In the first part of this series, I described the four (ok, really five) questions that monitoring professionals are frequently asked: Why did I get an alert? Why didn’t I get an alert? What is being monitored on my system? What will alert on my system? and What standard monitoring do you do? My goal in this post is to give you the tools you need to answer the second question:
What is being monitored on my system
You can find information on the first question (Why did I get this alert) here.
And information on the second question (Why DIDN’T I get an alert) here.
Reader’s Note: While this article uses examples specific to the SolarWinds monitoring platform, my goal is to provide information and techniques which can be translated to any toolset.
Not so fast, my friend!
It’s 1:35pm. Your first two callers—the one who wanted to know why they got a particular alert and the one who wanted to know why they didn’t get an alert—are finally a distant memory, and you’ve managed to squeeze out some productive work setting up a monitor that will detect when your cell phone backup circuit will…
That’s when your manager ambles over and looks at you expectantly over the cube wall.
“I just met with the manager of the APP-X support team,” he tells you. “They want a matrix of what is monitored on their system.”
To his credit he adds, “I checked on the system in the Reports section, but nothing jumped out at me. Did I overlook something?”
This question is solved with a combination of foresight (knowing you are going to get asked this question), preparation, and know-how.
It is also one of the questions where the steps are extremely tool-specific. An agent-based solution will have a lot of this information embedded in the agent, whereas you will probably find what you need on an agentless solution like SolarWinds in a central database or configuration system.
Understand that this is a question that you can answer, and with some preparation you can have the answer with the push of a button (or two). But like so many solutions in this series, preparation now will save you from desperation later.
It’s also important to recognize that this type of report is absolutely essential, both to you and to the owner of the systems.
<PHILOSOPY>
I believe strongly that monitoring is more than just watching the elements which will create alerts (be they tickets, emails, pager messages, or an ahoogah noise over the loudspeakers. Your monitoring scope should cover elements which are used for capacity planning, performance analysis, and forensics after a critical event. For example, you may never alert on the size of the swap drive, but you will absolutely want to know what its size was during the time of a crash. For that reason, knowing what is monitored is essential, even if you won’t alert on some of those elements.
</PHILOSOPHY>
The knee bone’s connected to the…
In order to answer this question, the first thing you should do is break down the areas of monitoring data. That can include:
- Hardware information for the primary device – CPU and RAM are primary items but there are other aspects. The key is that you are ONLY interested in hardware that affects the whole “chassis” or box, not sub-elements like cards, disks, ports, etc..
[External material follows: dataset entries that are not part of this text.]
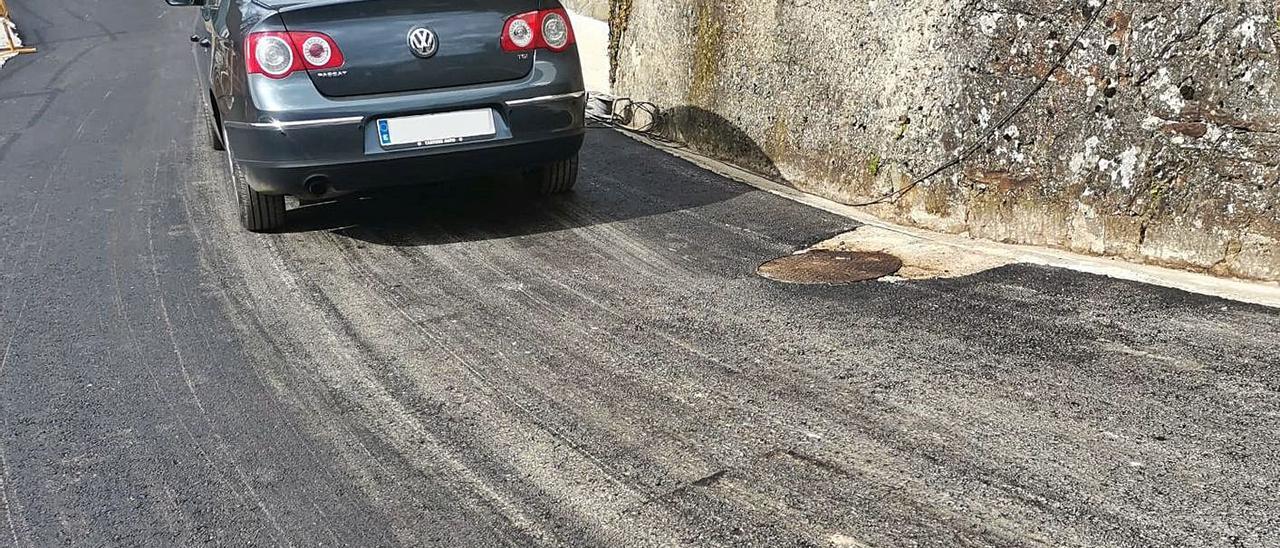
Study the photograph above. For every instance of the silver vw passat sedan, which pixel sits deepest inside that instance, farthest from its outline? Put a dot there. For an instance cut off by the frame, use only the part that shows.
(324, 97)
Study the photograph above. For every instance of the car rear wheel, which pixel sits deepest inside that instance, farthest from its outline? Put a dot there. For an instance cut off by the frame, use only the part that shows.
(257, 211)
(556, 178)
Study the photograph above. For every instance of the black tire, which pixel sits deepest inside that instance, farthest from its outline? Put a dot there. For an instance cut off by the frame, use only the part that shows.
(556, 178)
(257, 211)
(215, 133)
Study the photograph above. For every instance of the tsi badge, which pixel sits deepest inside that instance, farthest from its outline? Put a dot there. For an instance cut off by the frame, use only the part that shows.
(423, 42)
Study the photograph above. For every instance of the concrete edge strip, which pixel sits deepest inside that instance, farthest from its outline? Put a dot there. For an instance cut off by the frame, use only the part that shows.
(1251, 292)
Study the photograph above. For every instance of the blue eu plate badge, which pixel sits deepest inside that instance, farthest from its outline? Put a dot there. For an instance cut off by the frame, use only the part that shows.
(384, 133)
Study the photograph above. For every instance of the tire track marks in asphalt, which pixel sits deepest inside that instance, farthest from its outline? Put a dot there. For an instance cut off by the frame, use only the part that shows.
(163, 307)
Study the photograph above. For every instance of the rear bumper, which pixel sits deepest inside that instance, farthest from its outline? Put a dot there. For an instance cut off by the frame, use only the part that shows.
(280, 158)
(455, 164)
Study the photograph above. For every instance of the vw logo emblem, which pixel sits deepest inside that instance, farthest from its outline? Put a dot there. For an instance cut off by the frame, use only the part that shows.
(423, 42)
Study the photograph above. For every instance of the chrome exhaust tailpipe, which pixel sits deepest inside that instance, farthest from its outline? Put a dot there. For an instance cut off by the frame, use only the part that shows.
(316, 186)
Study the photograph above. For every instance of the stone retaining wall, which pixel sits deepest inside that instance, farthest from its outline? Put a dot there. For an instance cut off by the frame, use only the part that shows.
(1156, 140)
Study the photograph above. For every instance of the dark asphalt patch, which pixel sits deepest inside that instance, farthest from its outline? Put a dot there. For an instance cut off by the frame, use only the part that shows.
(831, 268)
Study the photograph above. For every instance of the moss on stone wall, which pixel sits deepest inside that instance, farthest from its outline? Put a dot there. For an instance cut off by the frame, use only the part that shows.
(1157, 141)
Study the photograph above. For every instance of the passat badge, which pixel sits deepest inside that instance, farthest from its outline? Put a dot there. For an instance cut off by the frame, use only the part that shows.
(423, 42)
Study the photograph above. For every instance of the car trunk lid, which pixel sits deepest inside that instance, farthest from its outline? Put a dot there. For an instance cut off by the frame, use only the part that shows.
(374, 37)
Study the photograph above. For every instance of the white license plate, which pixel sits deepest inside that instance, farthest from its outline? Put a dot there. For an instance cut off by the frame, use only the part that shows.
(442, 128)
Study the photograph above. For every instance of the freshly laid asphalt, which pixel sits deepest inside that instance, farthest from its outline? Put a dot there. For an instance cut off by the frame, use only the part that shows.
(467, 366)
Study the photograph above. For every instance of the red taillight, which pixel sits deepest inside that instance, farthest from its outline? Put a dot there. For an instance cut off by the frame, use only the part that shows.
(548, 30)
(279, 54)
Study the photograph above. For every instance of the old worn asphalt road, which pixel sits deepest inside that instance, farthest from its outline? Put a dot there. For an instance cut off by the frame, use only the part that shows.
(465, 368)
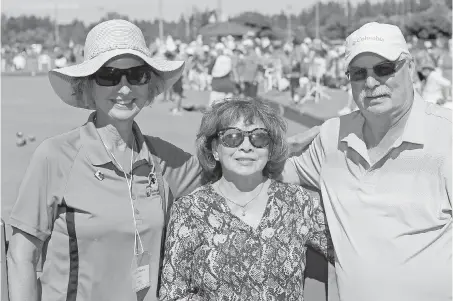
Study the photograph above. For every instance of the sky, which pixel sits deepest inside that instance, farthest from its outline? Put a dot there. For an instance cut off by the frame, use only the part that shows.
(92, 10)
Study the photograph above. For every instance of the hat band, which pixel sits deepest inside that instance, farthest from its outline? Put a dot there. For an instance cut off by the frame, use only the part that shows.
(131, 47)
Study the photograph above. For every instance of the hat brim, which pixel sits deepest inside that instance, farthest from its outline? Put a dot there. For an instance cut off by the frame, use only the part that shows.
(389, 53)
(62, 80)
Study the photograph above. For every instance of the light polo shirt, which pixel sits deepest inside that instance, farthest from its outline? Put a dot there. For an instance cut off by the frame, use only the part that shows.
(391, 222)
(87, 220)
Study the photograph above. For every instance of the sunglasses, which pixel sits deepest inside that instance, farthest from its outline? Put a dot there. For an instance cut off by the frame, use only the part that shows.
(233, 137)
(109, 76)
(381, 69)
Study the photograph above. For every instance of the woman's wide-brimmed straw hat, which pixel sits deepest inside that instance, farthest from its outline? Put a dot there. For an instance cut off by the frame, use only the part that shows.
(104, 42)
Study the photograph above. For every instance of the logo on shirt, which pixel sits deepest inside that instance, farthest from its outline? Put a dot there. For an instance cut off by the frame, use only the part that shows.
(153, 187)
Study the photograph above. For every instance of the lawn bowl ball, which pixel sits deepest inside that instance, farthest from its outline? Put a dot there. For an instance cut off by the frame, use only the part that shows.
(21, 142)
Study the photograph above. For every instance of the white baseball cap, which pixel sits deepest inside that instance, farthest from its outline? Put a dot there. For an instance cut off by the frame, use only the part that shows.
(383, 39)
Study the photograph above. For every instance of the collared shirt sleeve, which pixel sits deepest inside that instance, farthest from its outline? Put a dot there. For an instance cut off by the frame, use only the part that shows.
(36, 207)
(319, 237)
(181, 170)
(305, 169)
(182, 239)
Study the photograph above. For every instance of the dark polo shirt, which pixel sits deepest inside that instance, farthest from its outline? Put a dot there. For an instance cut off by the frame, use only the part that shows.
(88, 222)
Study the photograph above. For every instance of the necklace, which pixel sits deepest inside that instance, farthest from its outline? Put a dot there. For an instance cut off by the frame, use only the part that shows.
(243, 207)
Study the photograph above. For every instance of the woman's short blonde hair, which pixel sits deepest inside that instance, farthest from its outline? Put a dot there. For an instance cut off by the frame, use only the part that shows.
(230, 111)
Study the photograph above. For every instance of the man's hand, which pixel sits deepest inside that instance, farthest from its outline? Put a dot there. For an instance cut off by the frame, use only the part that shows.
(299, 142)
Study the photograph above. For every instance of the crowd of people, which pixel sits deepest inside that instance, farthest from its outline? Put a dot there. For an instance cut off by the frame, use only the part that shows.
(230, 66)
(107, 213)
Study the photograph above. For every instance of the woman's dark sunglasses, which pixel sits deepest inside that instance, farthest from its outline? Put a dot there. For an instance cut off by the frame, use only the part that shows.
(381, 69)
(233, 137)
(109, 76)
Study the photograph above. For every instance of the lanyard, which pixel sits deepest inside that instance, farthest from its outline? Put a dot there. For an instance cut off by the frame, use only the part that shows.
(138, 248)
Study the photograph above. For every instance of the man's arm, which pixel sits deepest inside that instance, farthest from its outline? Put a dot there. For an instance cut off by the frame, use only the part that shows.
(305, 169)
(299, 142)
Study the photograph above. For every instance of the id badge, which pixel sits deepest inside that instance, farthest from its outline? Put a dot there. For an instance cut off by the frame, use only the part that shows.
(153, 187)
(140, 271)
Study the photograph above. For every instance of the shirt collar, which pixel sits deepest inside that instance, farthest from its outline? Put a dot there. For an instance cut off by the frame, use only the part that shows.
(95, 149)
(413, 130)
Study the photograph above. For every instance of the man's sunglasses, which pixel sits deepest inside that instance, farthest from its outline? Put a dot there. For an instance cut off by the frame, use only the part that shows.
(233, 137)
(381, 69)
(109, 76)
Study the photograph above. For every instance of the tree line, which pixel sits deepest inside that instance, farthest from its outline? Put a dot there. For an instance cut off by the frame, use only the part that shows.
(426, 19)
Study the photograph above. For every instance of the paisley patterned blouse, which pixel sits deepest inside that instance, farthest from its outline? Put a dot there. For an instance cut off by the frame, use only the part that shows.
(210, 254)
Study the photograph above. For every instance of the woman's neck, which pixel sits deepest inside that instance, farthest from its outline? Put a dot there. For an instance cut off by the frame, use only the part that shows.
(240, 184)
(116, 135)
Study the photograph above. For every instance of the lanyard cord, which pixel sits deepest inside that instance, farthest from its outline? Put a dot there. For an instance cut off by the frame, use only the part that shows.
(138, 248)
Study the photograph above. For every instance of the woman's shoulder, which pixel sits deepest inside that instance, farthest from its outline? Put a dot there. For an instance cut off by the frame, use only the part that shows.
(60, 144)
(197, 201)
(166, 150)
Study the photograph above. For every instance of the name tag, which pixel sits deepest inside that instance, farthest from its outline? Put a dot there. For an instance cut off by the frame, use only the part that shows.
(140, 278)
(140, 271)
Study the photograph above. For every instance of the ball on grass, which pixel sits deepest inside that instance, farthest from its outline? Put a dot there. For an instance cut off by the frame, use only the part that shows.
(21, 142)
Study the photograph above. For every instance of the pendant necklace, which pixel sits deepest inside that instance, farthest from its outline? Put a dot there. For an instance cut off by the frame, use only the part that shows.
(243, 207)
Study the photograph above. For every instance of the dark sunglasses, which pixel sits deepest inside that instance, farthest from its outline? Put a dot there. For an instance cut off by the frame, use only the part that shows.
(233, 137)
(109, 76)
(381, 69)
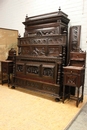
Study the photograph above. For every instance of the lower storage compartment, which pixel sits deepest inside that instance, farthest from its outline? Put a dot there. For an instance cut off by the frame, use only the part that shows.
(48, 88)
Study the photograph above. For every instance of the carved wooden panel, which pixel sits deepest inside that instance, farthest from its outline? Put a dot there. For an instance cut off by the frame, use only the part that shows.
(33, 69)
(75, 38)
(20, 67)
(48, 70)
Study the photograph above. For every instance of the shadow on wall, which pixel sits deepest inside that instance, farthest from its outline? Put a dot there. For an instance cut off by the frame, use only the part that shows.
(8, 40)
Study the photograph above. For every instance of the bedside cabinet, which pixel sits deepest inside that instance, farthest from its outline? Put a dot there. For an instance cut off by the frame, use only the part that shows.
(6, 68)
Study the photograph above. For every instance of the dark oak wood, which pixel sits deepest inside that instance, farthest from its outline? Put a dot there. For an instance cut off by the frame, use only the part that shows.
(42, 53)
(74, 38)
(74, 76)
(6, 68)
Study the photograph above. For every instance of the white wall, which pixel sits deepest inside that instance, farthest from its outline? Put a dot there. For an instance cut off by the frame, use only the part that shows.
(13, 12)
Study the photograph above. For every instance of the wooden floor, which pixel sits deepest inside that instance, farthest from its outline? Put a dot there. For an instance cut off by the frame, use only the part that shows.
(22, 109)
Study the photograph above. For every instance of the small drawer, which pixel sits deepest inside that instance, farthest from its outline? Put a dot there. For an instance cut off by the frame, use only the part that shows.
(71, 71)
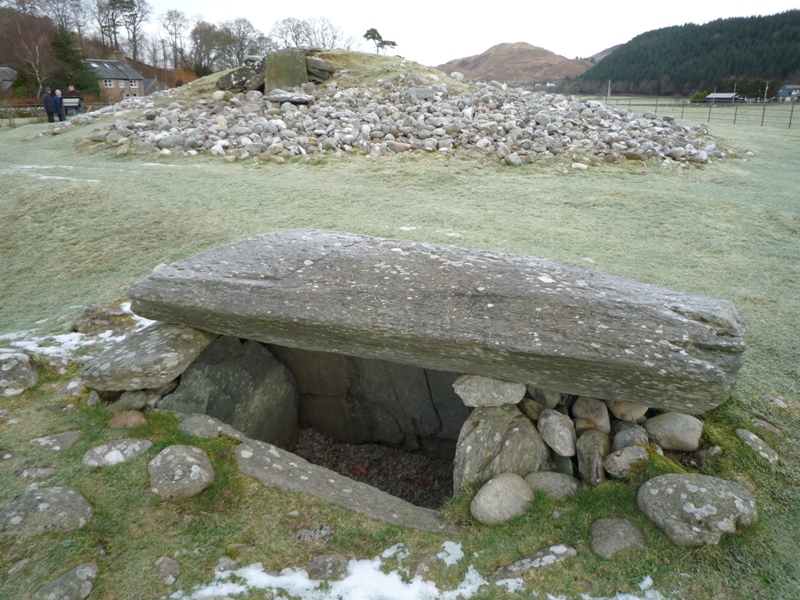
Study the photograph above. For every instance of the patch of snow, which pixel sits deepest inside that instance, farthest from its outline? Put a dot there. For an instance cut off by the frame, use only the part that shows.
(451, 553)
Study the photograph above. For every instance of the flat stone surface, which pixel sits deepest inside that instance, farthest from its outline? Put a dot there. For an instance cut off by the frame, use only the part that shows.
(467, 311)
(146, 359)
(76, 584)
(58, 441)
(59, 509)
(758, 445)
(537, 560)
(116, 452)
(555, 485)
(283, 470)
(611, 536)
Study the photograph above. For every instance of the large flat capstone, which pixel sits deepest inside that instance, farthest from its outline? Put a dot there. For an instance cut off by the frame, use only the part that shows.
(542, 322)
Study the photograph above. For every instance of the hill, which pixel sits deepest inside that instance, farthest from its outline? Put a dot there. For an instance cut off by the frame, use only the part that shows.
(516, 63)
(686, 58)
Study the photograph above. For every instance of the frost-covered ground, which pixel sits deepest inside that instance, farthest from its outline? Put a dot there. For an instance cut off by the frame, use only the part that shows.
(68, 345)
(366, 580)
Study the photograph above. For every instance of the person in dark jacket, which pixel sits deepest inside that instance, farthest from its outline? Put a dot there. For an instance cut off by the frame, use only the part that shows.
(74, 93)
(59, 105)
(49, 106)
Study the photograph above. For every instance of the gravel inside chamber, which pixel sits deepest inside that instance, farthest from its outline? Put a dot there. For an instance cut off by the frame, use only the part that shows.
(419, 479)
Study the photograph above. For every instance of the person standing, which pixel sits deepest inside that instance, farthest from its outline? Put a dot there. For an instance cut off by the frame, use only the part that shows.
(59, 105)
(49, 106)
(73, 93)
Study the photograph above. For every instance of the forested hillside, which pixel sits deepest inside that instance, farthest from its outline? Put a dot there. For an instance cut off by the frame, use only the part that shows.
(748, 51)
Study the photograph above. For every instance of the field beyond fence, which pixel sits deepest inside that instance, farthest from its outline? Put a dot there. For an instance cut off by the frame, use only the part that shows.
(758, 114)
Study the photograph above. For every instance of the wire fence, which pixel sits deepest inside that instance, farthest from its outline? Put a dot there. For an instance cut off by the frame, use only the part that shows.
(758, 114)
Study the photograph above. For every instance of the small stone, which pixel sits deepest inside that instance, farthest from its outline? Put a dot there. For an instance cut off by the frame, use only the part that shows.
(180, 472)
(76, 584)
(475, 391)
(758, 445)
(39, 474)
(116, 452)
(592, 448)
(611, 536)
(627, 411)
(327, 566)
(501, 499)
(675, 431)
(541, 558)
(555, 485)
(127, 420)
(773, 400)
(94, 399)
(225, 563)
(766, 426)
(628, 434)
(59, 441)
(557, 431)
(622, 463)
(167, 569)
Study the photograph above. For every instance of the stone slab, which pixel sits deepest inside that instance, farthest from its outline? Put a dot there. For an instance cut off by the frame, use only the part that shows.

- Hardware sub-elements – You may find that you have one, more than one, or none. Network cards, disks, external mount points, and VLAN’s are just a few examples.
- Specialized hardware elements – Fans, power supplies, temperature sensors, and the like.
- Application components – PerfMon counters, services, processes, logfile monitors and more—all the things that make up a holistic view of an application.
And now… I’m going to stop. While there are certainly many more items on that list, if you can master the concept of those first few bullets, adding more should come fairly easily.
It should be noted that this type of report is not a fire-and-forget affair. It’s more of a labor of love that you will come back to and refine over time.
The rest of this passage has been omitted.